По дороге к Емельянову я вспомнил о том, что уже завтра прибывает первый рефрижератор с рыбой с Каспия — и теперь народ в полях не будет потихоньку, но роптать, что "одной кашей кормят".
Рыба — это хорошо. А еще лучше куры и, если верить опыту европейцев — яйки. Птицеферма разрослась очень быстро: инкубатор — вещь очень продуктивная, да и куры — если их хорошо кормить — тоже стараются не отставать. Так что сейчас в клетках четыре тысячи несушек-леггорнов насыпали в корзинки птичниц почти четыре тысячи яиц каждый день. Голосистые и пестрые яиц давали раза в полтора-два меньше, но зато уже скоро они дадут очень заметную прибавку на мясном столе: пять тысяч голосистых петушков уже начали делиться с народом сотней килограмм мяса в день, а курочки потихоньку разбредались по ещё десятку ферм, которые строились в окрестностях прочих заводов.
"Колхозным" своим крестьянам в выстроенных деревушках я тоже отдал кур на вырост, по двадцать пять на семью — подходящего размера курятники Мешков ставил в каждом доме. Условия были простые: корм курам крестьяне получали бесплатно, за что обязались сдавать половину яиц и зимой половину кур сдать на мясо. С инкубатором-то куры очень быстро размножаются, мне из теперь было просто негде выращивать, а крестьянских домов — много. Причем учет поголовья и яиц велся донельзя просто: сколько корма получил — столько продукта и сдай. А завод Забелина-Коростылева в сутки кормовых дрожжей выдавал по пять тонн — этого на полста тысяч кур должно хватить, и сейчас таких заводов строилось еще сразу пять. Так что в перспективу светлого (и, главное, сытого) будущего я смотрел с уверенностью: тонн десять курятины в сутки осенью можно будет начинать стричь. А это — полноценное питание тысяч на пятьдесят человек. Не сказать, что много в масштабе Империи, но свой "передовой отряд рабочих и крестьян" я накормлю досыта.
А насчет "непередового отряда" землекопов надо было еще думать, причем быстро. Кроме пяти тысяч, которые строили насыпь будущей дороги, было еще пятнадцать, которые рыли многое другое. На дорогу в основном народ из города был вывезен, но в уезде было еще сто тысяч крестьян. А в соседнем — Камышинском — этих крестьян было уже триста тысяч. И все очень хотели жрать.

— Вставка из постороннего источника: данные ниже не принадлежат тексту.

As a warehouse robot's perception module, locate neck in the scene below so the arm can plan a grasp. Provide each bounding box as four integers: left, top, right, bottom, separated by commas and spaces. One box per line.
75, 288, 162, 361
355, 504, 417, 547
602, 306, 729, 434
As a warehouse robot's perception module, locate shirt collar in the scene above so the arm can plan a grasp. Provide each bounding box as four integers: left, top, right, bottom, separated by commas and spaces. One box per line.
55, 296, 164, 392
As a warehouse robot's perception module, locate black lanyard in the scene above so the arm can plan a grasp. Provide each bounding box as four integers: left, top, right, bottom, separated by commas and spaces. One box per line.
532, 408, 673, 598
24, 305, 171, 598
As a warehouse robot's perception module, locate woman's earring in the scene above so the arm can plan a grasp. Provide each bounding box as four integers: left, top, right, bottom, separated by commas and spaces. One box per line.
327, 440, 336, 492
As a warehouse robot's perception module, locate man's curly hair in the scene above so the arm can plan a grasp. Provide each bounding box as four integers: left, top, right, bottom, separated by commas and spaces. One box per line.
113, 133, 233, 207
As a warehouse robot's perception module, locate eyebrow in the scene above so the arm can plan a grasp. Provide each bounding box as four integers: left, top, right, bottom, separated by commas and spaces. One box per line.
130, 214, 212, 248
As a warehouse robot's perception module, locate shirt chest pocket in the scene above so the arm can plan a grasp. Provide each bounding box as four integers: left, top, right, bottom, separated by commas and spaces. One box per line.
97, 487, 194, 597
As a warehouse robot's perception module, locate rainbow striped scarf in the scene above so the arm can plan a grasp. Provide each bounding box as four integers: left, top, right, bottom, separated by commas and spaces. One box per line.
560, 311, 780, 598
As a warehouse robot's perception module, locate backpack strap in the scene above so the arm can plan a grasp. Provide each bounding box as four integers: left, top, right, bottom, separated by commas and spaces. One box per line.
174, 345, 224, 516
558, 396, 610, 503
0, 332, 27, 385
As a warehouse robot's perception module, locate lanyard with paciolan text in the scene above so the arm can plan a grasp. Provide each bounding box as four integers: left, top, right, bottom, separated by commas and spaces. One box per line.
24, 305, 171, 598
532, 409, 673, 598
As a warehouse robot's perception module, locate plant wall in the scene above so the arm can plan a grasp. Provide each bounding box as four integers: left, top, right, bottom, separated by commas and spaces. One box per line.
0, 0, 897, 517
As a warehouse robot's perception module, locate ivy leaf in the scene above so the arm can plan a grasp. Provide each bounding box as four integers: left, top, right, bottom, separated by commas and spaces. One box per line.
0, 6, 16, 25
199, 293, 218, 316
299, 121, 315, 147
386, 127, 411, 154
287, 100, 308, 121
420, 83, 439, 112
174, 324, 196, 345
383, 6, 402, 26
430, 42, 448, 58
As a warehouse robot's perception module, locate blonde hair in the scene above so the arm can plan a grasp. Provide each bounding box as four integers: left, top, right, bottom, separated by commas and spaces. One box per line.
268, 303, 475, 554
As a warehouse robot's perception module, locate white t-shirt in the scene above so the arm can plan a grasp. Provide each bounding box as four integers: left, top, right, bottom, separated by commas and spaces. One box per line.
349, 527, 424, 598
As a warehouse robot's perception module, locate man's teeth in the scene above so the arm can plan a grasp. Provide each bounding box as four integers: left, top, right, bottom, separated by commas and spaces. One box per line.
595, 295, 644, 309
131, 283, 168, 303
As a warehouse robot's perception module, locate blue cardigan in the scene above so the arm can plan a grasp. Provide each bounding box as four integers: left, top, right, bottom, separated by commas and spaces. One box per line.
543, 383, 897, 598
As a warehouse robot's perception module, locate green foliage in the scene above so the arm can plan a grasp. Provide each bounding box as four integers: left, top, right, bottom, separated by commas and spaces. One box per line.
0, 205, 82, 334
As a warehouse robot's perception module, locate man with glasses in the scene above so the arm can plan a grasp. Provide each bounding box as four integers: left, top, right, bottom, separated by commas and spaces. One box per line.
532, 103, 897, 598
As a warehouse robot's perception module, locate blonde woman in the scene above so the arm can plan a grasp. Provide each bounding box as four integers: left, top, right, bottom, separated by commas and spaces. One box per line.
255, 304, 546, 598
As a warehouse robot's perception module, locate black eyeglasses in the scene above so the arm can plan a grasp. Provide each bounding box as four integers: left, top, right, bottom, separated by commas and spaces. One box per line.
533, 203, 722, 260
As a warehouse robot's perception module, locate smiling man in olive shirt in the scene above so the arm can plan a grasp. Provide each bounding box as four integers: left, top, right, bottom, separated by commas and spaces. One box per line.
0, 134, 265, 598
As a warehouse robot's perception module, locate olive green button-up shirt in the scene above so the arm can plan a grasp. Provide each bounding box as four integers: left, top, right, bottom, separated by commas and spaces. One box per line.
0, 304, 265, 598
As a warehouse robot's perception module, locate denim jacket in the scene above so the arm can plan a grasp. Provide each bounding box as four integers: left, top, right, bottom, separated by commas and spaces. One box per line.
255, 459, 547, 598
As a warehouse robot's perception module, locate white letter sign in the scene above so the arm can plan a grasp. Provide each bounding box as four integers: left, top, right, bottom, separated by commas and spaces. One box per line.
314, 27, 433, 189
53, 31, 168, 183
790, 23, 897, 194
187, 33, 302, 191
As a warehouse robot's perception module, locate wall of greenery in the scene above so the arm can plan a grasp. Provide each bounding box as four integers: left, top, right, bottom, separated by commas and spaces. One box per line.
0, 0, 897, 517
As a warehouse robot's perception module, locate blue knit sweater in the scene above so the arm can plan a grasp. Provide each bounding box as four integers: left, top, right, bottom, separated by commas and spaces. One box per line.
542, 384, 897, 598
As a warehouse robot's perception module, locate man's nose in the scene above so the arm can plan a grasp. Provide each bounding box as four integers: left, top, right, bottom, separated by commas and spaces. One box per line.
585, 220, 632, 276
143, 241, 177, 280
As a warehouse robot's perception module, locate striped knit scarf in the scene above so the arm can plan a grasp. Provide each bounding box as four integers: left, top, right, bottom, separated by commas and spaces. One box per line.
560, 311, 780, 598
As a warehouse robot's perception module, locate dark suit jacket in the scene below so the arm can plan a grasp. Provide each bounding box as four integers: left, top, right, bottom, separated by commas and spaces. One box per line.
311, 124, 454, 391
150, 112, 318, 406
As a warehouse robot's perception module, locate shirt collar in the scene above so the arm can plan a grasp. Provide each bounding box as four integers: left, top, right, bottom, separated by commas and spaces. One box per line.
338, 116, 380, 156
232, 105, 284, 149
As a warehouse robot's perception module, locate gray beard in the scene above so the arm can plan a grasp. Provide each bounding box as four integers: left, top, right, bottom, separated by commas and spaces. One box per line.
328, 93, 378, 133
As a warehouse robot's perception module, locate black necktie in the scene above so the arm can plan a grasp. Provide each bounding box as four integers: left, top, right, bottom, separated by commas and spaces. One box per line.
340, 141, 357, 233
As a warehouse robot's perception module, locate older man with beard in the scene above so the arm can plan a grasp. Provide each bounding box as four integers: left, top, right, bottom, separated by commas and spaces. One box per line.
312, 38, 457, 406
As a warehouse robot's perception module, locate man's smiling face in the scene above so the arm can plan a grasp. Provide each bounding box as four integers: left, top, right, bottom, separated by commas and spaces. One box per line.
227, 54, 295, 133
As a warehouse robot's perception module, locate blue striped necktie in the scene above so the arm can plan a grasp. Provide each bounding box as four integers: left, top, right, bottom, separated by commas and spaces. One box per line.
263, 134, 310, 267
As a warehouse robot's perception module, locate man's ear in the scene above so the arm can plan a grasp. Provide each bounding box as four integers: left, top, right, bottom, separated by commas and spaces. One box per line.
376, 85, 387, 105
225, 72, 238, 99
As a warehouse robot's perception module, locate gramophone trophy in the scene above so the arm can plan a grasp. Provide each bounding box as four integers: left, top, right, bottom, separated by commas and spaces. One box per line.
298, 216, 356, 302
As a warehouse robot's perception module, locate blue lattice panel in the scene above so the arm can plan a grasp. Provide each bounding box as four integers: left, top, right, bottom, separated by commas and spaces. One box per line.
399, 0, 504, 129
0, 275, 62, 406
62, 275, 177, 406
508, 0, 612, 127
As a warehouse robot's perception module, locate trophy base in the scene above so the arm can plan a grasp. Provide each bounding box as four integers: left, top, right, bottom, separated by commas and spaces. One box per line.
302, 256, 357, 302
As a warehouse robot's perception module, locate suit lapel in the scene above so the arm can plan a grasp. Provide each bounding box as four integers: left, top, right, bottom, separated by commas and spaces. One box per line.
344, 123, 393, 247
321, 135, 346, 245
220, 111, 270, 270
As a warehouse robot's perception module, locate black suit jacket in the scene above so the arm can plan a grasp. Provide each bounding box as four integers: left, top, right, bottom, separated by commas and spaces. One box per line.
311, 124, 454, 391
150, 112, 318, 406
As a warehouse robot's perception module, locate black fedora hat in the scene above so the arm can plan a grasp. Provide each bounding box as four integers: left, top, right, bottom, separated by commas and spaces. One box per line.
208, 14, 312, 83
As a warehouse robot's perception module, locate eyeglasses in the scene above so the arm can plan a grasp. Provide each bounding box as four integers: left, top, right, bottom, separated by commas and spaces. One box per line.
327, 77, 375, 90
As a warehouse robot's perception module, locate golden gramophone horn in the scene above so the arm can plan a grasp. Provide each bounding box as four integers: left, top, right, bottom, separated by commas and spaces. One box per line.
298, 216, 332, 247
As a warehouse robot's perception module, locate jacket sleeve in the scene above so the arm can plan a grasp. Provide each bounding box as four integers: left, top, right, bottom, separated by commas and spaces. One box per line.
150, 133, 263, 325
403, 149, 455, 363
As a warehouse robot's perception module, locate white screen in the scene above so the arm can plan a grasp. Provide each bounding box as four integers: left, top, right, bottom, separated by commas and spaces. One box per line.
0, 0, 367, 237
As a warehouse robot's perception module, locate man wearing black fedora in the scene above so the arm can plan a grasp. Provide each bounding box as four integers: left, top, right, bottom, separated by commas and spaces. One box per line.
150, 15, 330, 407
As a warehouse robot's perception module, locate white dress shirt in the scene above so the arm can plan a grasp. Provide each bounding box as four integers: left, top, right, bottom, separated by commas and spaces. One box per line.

Благотворительность — это, безусловно, дело хорошее — вот только нету у меня на нее денег. Пять с лишним миллионов ухнули зимой в никуда — и что? Да, народ в губернии вроде как массово помирать не стал. Но не помер зимой — помрет летом, потому как урожая в этом году точно не будет. А, судя по тому, что и в европах виды на урожай неважные, хреново с погодой не в одном лишь Поволжье. И мне — хоть я из штанов выпрыгни — всю страну не накормить, зима это очень хорошо показала.
Так что пока есть какие-никакие запасы корма, нужно этот корм превращать не в благотворительность, а в капитал. То есть в нечто, способное народ прокормить и в следующем году: все же, помнится, на форумах говорили, что голод был несколько лет подряд?
Слава и почет Папаше Мюллеру! Не найдя в свое время общего языка с властями Вольска, он за какие-то смешные деньги купил для меня полсотни десятин на самой границе губернии, у крохотной деревеньки под названием "Черный затон" и поставил там второй цементный завод с вращающейся печью уже "собственного изготовления". Что само по себе неплохо. Вот только в полуверсте на запад от деревеньки (и в полутора от Волги) начинался овраг, верст через пятнадцать "впадающий" в речку Терешку. Правда, по нынешней погоде воды в Терешке вообще уже не было — а на речке этой, сто пятьдесят верст "текущей" в сторону Саратова, стояло два десятка деревень, в которых без воды расти ничего не желало. Меня же благородная идея спасти от голода (за свой счет) еще тысяч тридцать народу совершенно не грела, поэтому крестьянам еще весной были розданы семена капусты амагер (счетом, по сотне на дом)и условием вернуть десять процентов урожая. Еще и морковки отсыпали — а теперь насосы качали воду из Волги в овраг через стометровый перевал. Чтобы качать было удобнее сейчас две тысячи крестьян рыли через меловой холм канал глубиной метров в двенадцать, попутно обеспечивая завод мелом и глиной.
С Иловлей было хуже: ближайший к Волге водораздел в верховьях был верстах в десяти, а речка было куда как более заселенной, так что тут уже почти десять тысяч человек рыли три каскада каналов. И еще чуть больше трех тысяч человек рыли каналы в степи Царевского уезда. Конечно, глупо сеять там, где без полива в засуху даже ковыль не растет — но ведь засуха когда-нибудь, да закончится, так что рыли опять "впрок".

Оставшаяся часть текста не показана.